He indicated that Turkey has more evidence about the killing that it could release at a later date.

The Turkish president’s tone indicates he does not intend to allow the matter of Mr Khashoggi’s death to quietly fade away, nor does he plan to help Saudi Arabia move away from the glaring international spotlight that the case has focused on the kingdom.

Hatice Cengiz, Mr Khashoggi’s fiancée, told Haberturk television that Mr Khashoggi was concerned that his application for a divorce certificate might be rejected or that there might be “tension” with Saudi staff in the consulate.

But she said he felt Turkey was “a powerful country” and that Saudi Arabia would not dare to do anything against him on Turkish soil.

“We thought we would set the date of the wedding after dinner,” she said. “This was part of the dream.”

Meanwhile, Austria proposed that all EU nations stop selling arms to Saudi Arabia in response to Mr Khashoggi’s death, which has put Saudi Arabia under an intense international spotlight

Germany has already announced a halt in arms sales.

The German economy minister, Peter Altmaier, expressed support for the Austrian proposal.

Britain and France both sell large quantities of weapons to Saudi Arabia and are likely to be wary of any proposal that could damage their defence industries.

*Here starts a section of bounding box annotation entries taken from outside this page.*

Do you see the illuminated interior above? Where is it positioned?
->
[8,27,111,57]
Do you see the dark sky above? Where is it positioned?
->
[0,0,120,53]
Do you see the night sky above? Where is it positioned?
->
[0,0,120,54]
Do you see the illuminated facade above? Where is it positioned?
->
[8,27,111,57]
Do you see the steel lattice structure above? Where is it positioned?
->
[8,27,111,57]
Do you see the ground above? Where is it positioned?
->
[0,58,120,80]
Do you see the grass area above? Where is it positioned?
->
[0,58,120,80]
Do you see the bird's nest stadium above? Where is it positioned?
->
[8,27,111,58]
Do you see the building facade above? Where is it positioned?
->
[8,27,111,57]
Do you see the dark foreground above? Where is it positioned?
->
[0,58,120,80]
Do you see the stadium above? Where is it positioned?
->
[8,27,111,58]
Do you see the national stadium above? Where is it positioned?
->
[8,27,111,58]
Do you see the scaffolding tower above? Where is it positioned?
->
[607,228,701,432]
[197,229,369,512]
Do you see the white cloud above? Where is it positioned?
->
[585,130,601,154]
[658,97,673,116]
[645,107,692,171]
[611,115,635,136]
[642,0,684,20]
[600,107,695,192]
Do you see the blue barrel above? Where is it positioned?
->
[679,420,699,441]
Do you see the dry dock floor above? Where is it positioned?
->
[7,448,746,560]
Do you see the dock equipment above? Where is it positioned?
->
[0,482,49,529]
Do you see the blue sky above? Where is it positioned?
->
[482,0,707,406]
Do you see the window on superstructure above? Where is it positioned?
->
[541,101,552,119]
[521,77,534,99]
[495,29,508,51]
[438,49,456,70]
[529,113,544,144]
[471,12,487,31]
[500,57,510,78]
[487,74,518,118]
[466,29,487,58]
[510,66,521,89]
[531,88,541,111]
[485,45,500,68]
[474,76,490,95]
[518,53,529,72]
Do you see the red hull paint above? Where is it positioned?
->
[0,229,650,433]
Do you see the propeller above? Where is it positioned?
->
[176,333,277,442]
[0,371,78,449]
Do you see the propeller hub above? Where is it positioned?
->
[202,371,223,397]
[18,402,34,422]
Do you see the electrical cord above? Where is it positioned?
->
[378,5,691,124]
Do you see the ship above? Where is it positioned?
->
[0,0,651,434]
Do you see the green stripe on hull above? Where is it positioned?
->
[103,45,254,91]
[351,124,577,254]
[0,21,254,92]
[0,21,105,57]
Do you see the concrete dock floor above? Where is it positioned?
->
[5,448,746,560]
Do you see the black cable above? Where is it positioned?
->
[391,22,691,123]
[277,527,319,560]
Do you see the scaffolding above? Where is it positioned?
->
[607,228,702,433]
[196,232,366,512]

Donald Trump, the US president, has also expressed his unwillingness to cancel arms deals worth billions of dollars to the American economy.

While Western countries have expressed scepticism of the Saudi explanations, Russia has kept up a steady drumbeat of support for Riyadh.

“There is an official statement by the king, a statement by the crown prince.

“Essentially, nobody should have any reason not to believe it,” Dmitry Peskov, the Kremlin spokesman, said yesterday.